3. Consider refinancing student loans
Borrowers don’t have to be stuck paying off a private student loan with unfavorable terms or from a lender they hate. You can refinance student loans with another private lender, instead, taking out a new loan to replace the previous private student loan.
Refinancing private student loans puts you back in control of your debt. You might be able to refinance to a lower student loan rate, which can cut interest costs and monthly payments. You can also choose a new loan term that better fits your needs, such as a longer repayment period that could help lower monthly payments.
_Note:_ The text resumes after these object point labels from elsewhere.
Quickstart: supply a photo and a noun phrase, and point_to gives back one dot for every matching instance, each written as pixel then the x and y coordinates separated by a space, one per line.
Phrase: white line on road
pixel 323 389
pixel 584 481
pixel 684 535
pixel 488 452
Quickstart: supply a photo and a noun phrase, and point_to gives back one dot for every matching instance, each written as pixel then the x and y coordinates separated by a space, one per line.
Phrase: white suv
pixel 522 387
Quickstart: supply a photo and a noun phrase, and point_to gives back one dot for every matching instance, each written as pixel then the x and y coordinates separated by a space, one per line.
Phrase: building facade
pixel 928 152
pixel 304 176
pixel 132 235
Just keep in mind that you’ll need good-to-excellent credit — or a cosigner with excellent credit — to get approved to refinance student loans and receive favorable rates. It’s also wise to shop around and compare different student loan refinance offers, so you know your final pick offers the best deal.
4. Target private student loans first
Prepaying your student loans can be a smart move to get out of debt faster and save on interest charges. If you pay extra toward your student debt, beyond just the minimum, you’re likely better off targeting your private student loans first.
This is because private student loans offer fewer options and protections for borrowers than federal student loans do, making the former riskier to keep around. Plus, paying down private debt first could also produce bigger savings, since this type of student loan often (but not always) has higher interest rates than what you’d pay on federal student loans.
Take a look at your own collection of student loans and assess the costs and risks of each one. Then, you can make a plan to pay off those student loans one at a time, starting with your highest priority accounts, until you’re debt-free.
Whether you’re able to pay extra toward your debt or are struggling just to keep up with payments, take some time to investigate the many possible solutions and strategies for private student loans.